Jeannie McClaine, Hobbs’ mother, said her son had lived with mental illness his entire life, but she believed he wasn’t a danger to anyone.

“He had goodness in his heart,” McClaine said in an interview with KWTV. “[I] trust that God’s got him in his arms and that he’s OK.”

Oklahoma City Councilwoman JoBeth Hamon, who worked as the education coordinator for Mental Health Association Oklahoma for eight years, said situations like Hobbs’ are the most frustrating to her. Hamon said the last thing Hobbs needed in his condition was to interact with a person with a weapon.

Despite the new recommendations, Hamon thinks that will continue to be an issue.

“I think it’s an underlying issue with our overall perspective or thoughts about what public safety is,” Hamon said. “We’ve sort of been socialized to view this one tool [police] as a necessary and sort of the end-all be-all for addressing any kind of crisis that might be happening in the community, but we fail to address the root cause of the crisis to begin with.”

‘It feels like we are on our own here’

After nearly a decade of the Black Lives Matter move­ment and other grass­roots organ­iz­ing, the impact and reach of protests and demonstrations following Floyd’s death in Minneapolis were profound, Cooper said. Oklahoma City saw several nights of protests after Floyd’s death, which prompted Mayor Holt to swiftly call for the creation of the task force in the days following.

While Cooper said he’s thrilled with the direction Oklahoma City has taken, he’s been surprised at the lack of initiatives by the federal government to push police reform.

“I really thought we’d have reinforcements from the federal government,” Cooper said. “But it feels like we are on our own here, and it’s been young people, students, teachers and community leaders pushing that change.”

Efforts from the Oklahoma City Council to elevate people’s voices have extended beyond talk of police reform.

The department’s new mobile crisis team was created to send mental health professionals to aid Oklahoma City police during mental health crisis calls. The city council is seeking proposals for a non-police response to some 911 calls involving people experiencing homelessness.

Earlier this month, the council voted 5-4 in favor of re-establishing the Human Rights Commission of Oklahoma City, which was disbanded in 1996 over disagreements about whether to extend protection to LGBTQ+ residents.

Once established, the commission will be charged with investigating and addressing employment, housing and public accommodations discrimination complaints. Members on the commission will be suggested by council members and appointed by the mayor.

Holt said he knows immediate change is unlikely, but believes that approaching the challenge of police reform with a unified front will put Oklahoma City ahead of the curve.

“We seem to have a good track record of putting aside these bumper sticker-type slogans and really digging into policy and finding different perspectives and solutions,” Holt said. “I believe resistance to change ends the same way but with just a lot of heartache in between. Clearly Oklahoma City is open to change and what’s out there.”

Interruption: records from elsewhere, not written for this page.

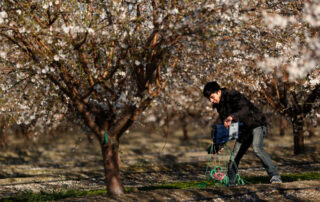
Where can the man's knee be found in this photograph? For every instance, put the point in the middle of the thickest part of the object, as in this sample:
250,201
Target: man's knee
257,150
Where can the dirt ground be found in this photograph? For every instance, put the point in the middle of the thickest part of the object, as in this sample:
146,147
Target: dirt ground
69,161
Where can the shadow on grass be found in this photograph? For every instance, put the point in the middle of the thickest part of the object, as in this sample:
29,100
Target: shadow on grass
43,196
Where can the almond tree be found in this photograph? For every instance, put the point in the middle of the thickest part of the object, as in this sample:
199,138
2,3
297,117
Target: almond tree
269,51
100,63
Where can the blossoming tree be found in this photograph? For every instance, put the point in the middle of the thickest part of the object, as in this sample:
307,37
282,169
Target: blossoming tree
266,50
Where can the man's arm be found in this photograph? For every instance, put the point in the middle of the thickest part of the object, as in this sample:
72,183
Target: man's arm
242,107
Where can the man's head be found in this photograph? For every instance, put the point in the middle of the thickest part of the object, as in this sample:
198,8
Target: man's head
212,91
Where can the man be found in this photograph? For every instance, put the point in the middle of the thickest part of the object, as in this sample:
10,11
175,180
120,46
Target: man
233,106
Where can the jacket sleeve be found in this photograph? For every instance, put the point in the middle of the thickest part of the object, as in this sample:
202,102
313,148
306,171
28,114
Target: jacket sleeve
241,106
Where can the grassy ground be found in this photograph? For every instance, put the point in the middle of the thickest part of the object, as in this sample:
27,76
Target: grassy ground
69,168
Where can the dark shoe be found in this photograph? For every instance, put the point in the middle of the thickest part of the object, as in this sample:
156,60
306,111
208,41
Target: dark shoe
275,179
231,184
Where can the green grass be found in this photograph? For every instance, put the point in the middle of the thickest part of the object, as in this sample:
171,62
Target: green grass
51,196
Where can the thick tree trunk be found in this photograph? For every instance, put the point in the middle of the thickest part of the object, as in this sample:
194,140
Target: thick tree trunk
111,168
298,139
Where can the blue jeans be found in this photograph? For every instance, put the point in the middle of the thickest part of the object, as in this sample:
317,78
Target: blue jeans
240,149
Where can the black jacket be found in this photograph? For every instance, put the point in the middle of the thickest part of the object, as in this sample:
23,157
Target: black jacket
232,103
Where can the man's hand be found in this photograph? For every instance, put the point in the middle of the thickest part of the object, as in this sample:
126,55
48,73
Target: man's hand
227,121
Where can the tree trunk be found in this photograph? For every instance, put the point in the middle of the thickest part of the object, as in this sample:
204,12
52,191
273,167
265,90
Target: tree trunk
184,126
111,168
297,124
283,126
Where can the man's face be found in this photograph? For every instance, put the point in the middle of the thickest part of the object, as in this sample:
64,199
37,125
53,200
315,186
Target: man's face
215,97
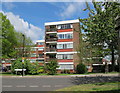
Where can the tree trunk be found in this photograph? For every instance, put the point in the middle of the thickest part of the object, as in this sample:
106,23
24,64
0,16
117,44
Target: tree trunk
113,59
106,67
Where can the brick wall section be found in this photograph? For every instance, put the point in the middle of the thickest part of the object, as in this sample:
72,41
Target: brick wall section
76,29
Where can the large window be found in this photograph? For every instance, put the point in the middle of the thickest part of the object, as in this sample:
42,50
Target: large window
65,56
64,26
65,36
40,43
65,46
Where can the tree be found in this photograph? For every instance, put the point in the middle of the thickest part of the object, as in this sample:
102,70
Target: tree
81,68
86,52
51,67
100,26
11,39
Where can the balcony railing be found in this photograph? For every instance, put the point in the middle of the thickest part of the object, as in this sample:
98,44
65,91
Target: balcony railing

Martin said she will continue to check in with Oklahoma City police, lawmakers and community members to see how these changes are playing out. As a Black woman, Martin said she’s aware of how fragile the trust between law enforcement and their communities can be, but she’s heartened by the work being done.

“You can work very hard over years and years to rebuild trust and one incident can eviscerate it,” she said. “This is emotional work. It’s not just policies and procedures or training and curricula or data and transparency. You’ve got to pay attention to the humans involved and listen to each other.”